The attorney-general of the federation (AGF) and minister of justice, Lateef Fagbemi, a Senior Advocate of Nigeria (SAN), had on behalf of the federal government sued the 36 states over the manner the governors are running the local governments’ funds.

In the suit marked SC/CV/343/2024, the AGF also prayed the court for an order prohibiting state governors from unilateral, arbitrary and unlawful dissolution of democratically elected local government executives.

LEADERSHIP reports that state governors’ stranglehold on local government funds through the State/LG joint account had stifled that tier of government and restricted grassroots development in the country.

But exactly one year after the Supreme Court delivered its landmark judgement affirming full financial autonomy for the 774 local governments in Nigeria, the ruling remains unimplemented across states, a development NULGE described as a deliberate affront to grassroots development.

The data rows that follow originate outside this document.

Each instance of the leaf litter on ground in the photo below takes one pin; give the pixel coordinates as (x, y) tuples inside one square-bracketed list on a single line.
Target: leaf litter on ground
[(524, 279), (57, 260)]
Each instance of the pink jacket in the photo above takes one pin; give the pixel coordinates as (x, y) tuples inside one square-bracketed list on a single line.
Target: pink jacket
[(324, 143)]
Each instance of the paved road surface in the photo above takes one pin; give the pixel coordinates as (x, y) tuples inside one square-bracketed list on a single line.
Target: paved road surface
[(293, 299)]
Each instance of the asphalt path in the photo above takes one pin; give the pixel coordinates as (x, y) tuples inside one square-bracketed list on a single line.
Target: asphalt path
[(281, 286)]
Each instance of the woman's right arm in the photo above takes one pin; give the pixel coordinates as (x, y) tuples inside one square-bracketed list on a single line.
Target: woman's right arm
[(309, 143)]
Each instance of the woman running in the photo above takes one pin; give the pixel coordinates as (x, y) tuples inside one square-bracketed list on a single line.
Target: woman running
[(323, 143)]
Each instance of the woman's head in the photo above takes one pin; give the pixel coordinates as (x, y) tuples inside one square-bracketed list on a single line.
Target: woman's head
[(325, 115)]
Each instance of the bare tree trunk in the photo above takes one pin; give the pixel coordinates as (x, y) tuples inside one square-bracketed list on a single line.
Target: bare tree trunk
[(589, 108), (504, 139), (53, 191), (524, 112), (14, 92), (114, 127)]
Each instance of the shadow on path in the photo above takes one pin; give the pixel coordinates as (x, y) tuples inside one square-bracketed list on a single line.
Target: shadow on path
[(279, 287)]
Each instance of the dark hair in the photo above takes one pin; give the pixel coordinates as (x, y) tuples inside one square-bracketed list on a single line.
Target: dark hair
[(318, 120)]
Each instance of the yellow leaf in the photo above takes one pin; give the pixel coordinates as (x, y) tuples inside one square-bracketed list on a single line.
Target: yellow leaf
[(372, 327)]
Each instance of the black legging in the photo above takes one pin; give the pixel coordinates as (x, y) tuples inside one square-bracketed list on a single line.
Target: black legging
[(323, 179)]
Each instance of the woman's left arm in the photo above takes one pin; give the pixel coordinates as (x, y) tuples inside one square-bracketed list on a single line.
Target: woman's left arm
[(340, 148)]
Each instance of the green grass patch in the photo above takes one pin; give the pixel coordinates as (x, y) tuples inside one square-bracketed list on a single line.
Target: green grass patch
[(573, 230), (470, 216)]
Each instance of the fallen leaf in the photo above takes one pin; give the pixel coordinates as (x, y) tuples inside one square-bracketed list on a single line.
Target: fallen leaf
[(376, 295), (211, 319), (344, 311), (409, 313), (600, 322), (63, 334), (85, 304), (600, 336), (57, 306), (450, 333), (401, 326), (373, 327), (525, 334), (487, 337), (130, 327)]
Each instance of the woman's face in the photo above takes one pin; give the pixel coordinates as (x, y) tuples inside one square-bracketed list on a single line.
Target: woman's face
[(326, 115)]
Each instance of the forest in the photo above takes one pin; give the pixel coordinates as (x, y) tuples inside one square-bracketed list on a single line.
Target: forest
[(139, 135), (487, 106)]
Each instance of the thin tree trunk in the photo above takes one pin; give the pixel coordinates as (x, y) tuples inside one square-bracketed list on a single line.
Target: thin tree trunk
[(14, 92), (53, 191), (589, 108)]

In an interview with LEADERSHIP, NULGE’s National President Aliyu Haruna Kankara accused state governors of orchestrating a deliberate scheme to undermine the landmark judgement, thereby stifling grassroots development and jeopardising the welfare of local government workers.

Kankara also warned that the union may resort to a nationwide strike if the federal government fails to enforce the ruling.

Kankara attributed the delay in implementing local government financial autonomy to purely political manoeuvres by state governments.

He alleged that governors have been unrelenting in their opposition to the LG autonomy, complicating access to LG funds even after the Supreme Court’s unequivocal ruling in 2024.

“There is absolutely nothing stopping this judgement from being implemented except the governors, who have ganged up against Nigerians by hijacking LG funds. It’s not a matter of legal bottlenecks; it’s pure political resistance”, the union leader told LEADERSHIP.

A Supreme Court ruling last year mandated that funds allocated to local governments be paid directly into their accounts, bypassing state government control. However, one year after the judgement, Kankara lamented that the ruling had been unimplemented due to the lack of political will from both state and federal authorities.

As a result, he said, local councils are wallowing in financial distress.